En esas condiciones, parecería imposible que exista un diálogo entre las ciencias y la
filosofía. Sin embargo, la situación no es tan desesperada. De hecho, acabo de indicar
un camino que tiene gran importancia para ese diálogo: el estudio de los supuestos e
implicaciones de las ciencias. En efecto, si bien las ciencias son autónomas en su nivel
propio, utilizan, sin embargo, unos supuestos que son condición necesaria para que la
ciencia sea posible y tenga sentido. Además, el ulterior progreso científico posee
implicaciones que pueden retro-actuar sobre esos supuestos. En estas condiciones, me
parece posible proponer la siguiente tesis: las ciencias se apoyan sobre unos supuestos
filosóficos, y el progreso científico retro-actúa sobre esos supuestos: los retro-justifica,
los amplía y los precisa. Las reflexiones que siguen se dirigen a explicar esta tesis y a
explorar sus consecuencias.
Los supuestos generales de las ciencias pueden clasificarse en tres grandes tipos: los
supuestos ontológicos, los epistemológicos, y los antropológicos. Los supuestos
ontológicos se refieren a la existencia de una naturaleza independiente de nuestra
voluntad, que tiene una consistencia propia y posee un orden específico: una estructura
en diferentes niveles relacionados entre sí de modo unitario. La naturaleza debe ser,
además, inteligible, o sea, capaz de ser conceptualizada de modo lógico y coherente.

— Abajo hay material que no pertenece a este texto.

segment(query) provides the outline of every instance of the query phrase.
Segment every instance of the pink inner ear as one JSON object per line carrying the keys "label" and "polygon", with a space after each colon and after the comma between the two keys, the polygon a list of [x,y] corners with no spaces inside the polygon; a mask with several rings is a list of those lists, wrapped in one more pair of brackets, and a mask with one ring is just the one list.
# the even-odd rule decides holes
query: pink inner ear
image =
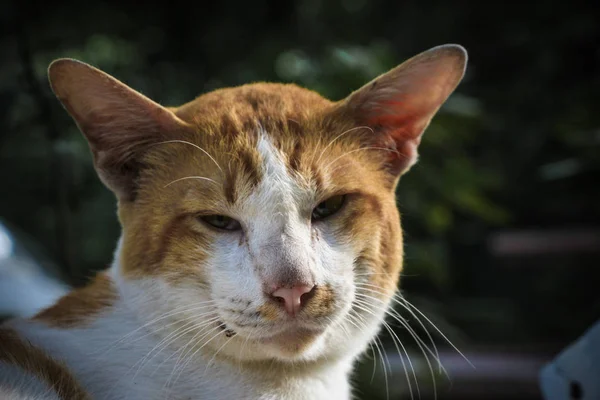
{"label": "pink inner ear", "polygon": [[[371,126],[382,126],[396,141],[414,139],[421,135],[422,116],[405,102],[389,100],[382,102],[379,108],[385,112],[372,113],[367,119]],[[411,108],[413,108],[411,110]],[[394,112],[398,110],[398,112]]]}
{"label": "pink inner ear", "polygon": [[411,58],[367,83],[346,101],[358,123],[379,131],[382,147],[395,149],[389,164],[405,172],[440,106],[460,82],[467,60],[456,45],[440,46]]}
{"label": "pink inner ear", "polygon": [[[381,130],[381,146],[395,150],[389,153],[389,163],[394,173],[402,173],[417,161],[417,148],[426,128],[423,118],[407,102],[388,100],[380,103],[385,112],[374,112],[367,119],[370,126]],[[397,113],[394,111],[398,110]]]}

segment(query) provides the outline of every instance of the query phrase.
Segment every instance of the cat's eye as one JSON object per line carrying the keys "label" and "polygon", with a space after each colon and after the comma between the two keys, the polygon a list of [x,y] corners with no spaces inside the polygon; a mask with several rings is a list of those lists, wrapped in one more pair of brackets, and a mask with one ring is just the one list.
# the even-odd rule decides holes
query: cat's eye
{"label": "cat's eye", "polygon": [[313,221],[318,221],[323,218],[327,218],[342,209],[342,206],[346,202],[345,195],[333,196],[328,198],[322,203],[319,203],[312,212]]}
{"label": "cat's eye", "polygon": [[200,219],[206,224],[224,231],[239,231],[242,229],[238,221],[225,215],[203,215]]}

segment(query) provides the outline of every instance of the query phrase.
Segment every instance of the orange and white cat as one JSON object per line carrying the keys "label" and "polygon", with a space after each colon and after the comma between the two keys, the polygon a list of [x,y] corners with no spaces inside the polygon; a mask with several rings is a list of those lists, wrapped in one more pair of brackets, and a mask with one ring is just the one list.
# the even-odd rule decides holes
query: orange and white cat
{"label": "orange and white cat", "polygon": [[53,62],[123,230],[106,273],[0,327],[0,396],[351,398],[402,268],[396,185],[466,58],[433,48],[337,102],[256,83],[177,108]]}

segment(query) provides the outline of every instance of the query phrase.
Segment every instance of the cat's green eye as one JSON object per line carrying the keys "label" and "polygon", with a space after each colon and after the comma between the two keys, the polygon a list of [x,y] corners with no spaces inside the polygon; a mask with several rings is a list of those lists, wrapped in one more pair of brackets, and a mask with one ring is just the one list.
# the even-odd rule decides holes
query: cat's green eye
{"label": "cat's green eye", "polygon": [[224,231],[239,231],[242,229],[238,221],[225,215],[203,215],[200,219],[208,225]]}
{"label": "cat's green eye", "polygon": [[317,221],[323,218],[327,218],[342,209],[342,206],[346,202],[345,195],[333,196],[328,198],[322,203],[319,203],[312,212],[313,221]]}

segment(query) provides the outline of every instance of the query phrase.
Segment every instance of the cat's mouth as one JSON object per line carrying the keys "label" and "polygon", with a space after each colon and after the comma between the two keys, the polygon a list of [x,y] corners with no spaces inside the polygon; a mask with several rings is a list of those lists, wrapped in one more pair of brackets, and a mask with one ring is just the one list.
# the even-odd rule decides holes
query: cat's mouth
{"label": "cat's mouth", "polygon": [[[250,339],[263,345],[275,346],[286,353],[296,354],[302,352],[306,346],[312,343],[323,332],[323,328],[304,326],[299,323],[286,324],[283,329],[276,330],[275,334],[259,336]],[[217,326],[224,332],[225,336],[231,338],[238,333],[223,321],[217,321]]]}
{"label": "cat's mouth", "polygon": [[235,331],[231,328],[229,328],[225,322],[222,321],[217,321],[217,325],[218,327],[225,332],[225,336],[227,336],[228,338],[235,336]]}

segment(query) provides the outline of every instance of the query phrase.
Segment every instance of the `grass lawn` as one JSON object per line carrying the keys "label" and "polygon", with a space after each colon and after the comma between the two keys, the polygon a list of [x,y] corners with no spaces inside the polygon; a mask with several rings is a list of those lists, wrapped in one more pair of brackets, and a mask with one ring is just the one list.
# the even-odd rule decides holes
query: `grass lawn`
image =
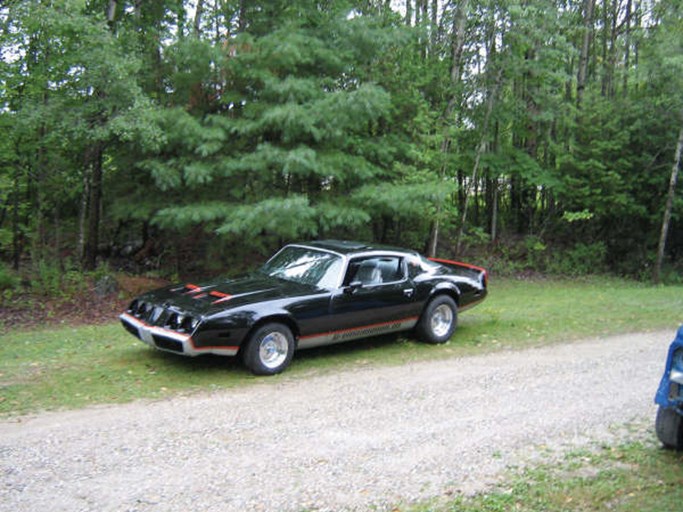
{"label": "grass lawn", "polygon": [[665,512],[683,503],[683,454],[654,439],[577,451],[564,461],[509,470],[497,489],[401,512]]}
{"label": "grass lawn", "polygon": [[231,358],[191,359],[154,351],[112,320],[103,326],[0,337],[0,414],[271,384],[357,365],[402,364],[622,332],[668,329],[673,338],[683,323],[683,287],[598,278],[493,280],[489,298],[461,315],[447,344],[378,338],[302,351],[283,375],[268,379],[251,376]]}
{"label": "grass lawn", "polygon": [[[654,329],[670,332],[662,340],[664,354],[683,323],[683,286],[598,278],[494,280],[489,298],[459,320],[458,331],[444,345],[394,337],[302,351],[283,375],[271,378],[253,377],[230,358],[190,359],[154,351],[114,319],[103,326],[11,332],[0,337],[0,416],[273,385],[354,366],[464,357]],[[396,510],[678,510],[683,503],[683,455],[662,450],[650,434],[642,442],[572,453],[552,465],[511,468],[504,483],[488,493]]]}

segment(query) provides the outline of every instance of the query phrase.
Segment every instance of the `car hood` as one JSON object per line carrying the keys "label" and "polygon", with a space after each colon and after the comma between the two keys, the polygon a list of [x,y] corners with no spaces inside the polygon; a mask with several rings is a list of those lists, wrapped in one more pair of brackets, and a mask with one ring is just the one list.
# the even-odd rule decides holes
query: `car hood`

Los supuestos epistemológicos se refieren a la capacidad humana para enfrentarse a la
naturaleza como un objeto, para construir modelos y contrastar su validez recurriendo a
la experimentación: se supone, por tanto, la existencia de un sujeto que posee una
capacidad argumentativa, así como una estructura cognoscitiva que le permite enlazar
los aspectos materiales y los intelectuales. Los supuestos antropológicos se refieren a
los objetivos que se buscan en la actividad científica; por tanto, a los valores que
determinan esos fines, y a los medios para conseguirlos. El objetivo principal es el
conocimiento, y el control experimental constituye la condición básica que deben
cumplir las construcciones teóricas para poder ser admitidas en el ámbito de la ciencia
experimental. La ciencia experimental tiene sentido como una búsqueda de la verdad
que permite el dominio de las condiciones naturales y, por tanto, el progreso en las
condiciones de vida de la humanidad.
Tampoco es difícil advertir que una reflexión sistemática acerca de los supuestos de las
ciencias conducirá a problemas centrales de la ontología, de la gnoseología y de la
antropología, y que si llevamos nuestra reflexión hasta el final, aparecerán los
problemas típicos de la teología natural. Por tanto, la reflexión filosófica proporciona,
por una parte, el terreno propicio para la investigación científica, y por otra, el
complemento que la ciencia necesita para que sus resultados puedan ser integrados en
una cosmovisión unitaria que incluya las diferentes dimensiones de la experiencia
humana.
Cualquier libro está escrito en un lenguaje que utiliza símbolos cuyo significado debe
ser interpretado; algunas interpretaciones vienen fijadas mediante convenciones o
estipulaciones generalmente aceptadas, y otras permanecen abiertas: un mismo texto
puede admitir diferentes interpretaciones. Por tanto, cuando se aplica a la naturaleza,
esta metáfora subraya que la ciencia es una verdadera actividad hermeneútica. Durante
varios siglos se ha repetido que la ciencia experimental moderna nació cuando los
científicos se pusieron a observar la naturaleza sin prejuicios, recogiendo hechos y
relacionándolos mediante la formulación de leyes. Esta idea es una parte central de la
mentalidad positivista. Sin embargo, proporciona una auténtica caricatura de la ciencia
real. Dedicados a observar sin ideas previas ni interpretaciones, los hombres no se
hubieran convertido en científicos, sino en lechuzas, y no precisamente de Minerva. A
pesar de todo, esta imagen de la ciencia ha ejercido una notable influencia, y la continúa
ejerciendo en la actualidad.
El análisis de la metáfora del libro proporciona también la ocasión para señalar que la
naturaleza no está escrita en ningún lenguaje específico, ni matemático ni de otro tipo.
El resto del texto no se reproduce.